In problems where a triangle is inscribed around a circle, the sum of the two tangents from a common external point to the circle is equal. This means:

1. The sum of the two tangents from the left vertex to the points of tangency (both labeled \( x \)) should equal the length of the opposite side:
   \[
   22 = (6x + 2y) + (4x - 2y)
   \]
   
2. Additionally, the side lengths of the triangle must satisfy certain relations based on the geometry of the tangents.

I will now proceed to solve the system of equations to find the values of \( x \) and \( y \).From the equation, we have \( x = \frac{11}{5} \).

Now, to fully solve for \( y \), we can substitute \( x = \frac{11}{5} \) into the expressions for the triangle's sides and use the condition that the triangle's perimeter should be equal to the sum of these three sides.

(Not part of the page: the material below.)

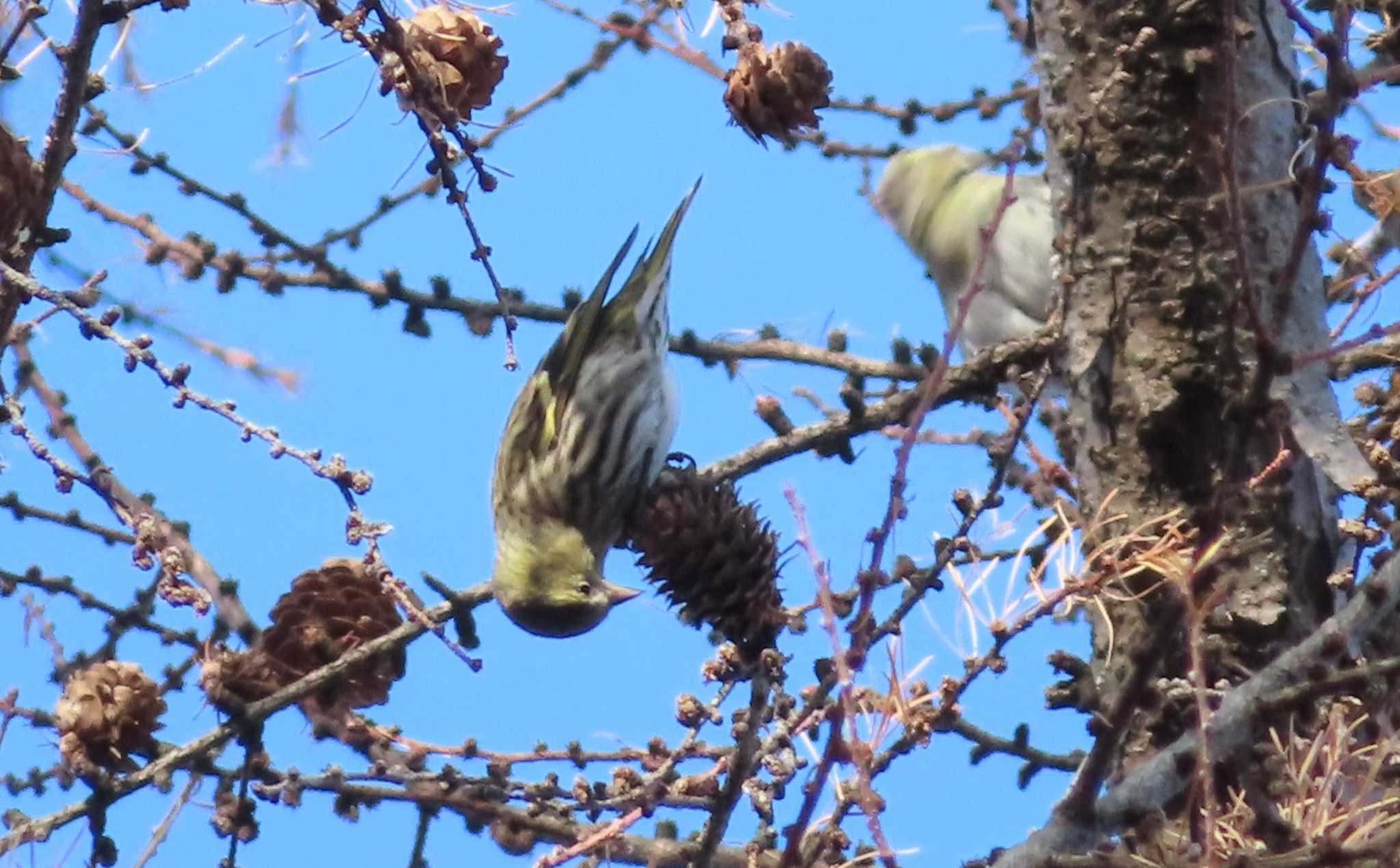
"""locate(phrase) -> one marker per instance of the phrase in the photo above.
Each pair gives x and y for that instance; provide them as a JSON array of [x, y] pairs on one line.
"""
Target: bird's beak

Let me proceed with that.It appears that there was no solution using the perimeter condition alone. Let me revise the approach by directly solving for \( y \) using other available constraints or double-checking the relations of tangents and side lengths.

I'll explore further geometric principles related to this configuration to find a suitable equation for \( y \).To determine the correct approach for finding \( y \), let's focus on the fact that for a triangle inscribed around a circle (tangential triangle), the sum of the tangents from each vertex is equal. We can set up another equation involving \( y \) based on the expressions for the sides and tangents.

Let me review the relations and refine the setup. I’ll consider the perimeter relations and reanalyze the configuration.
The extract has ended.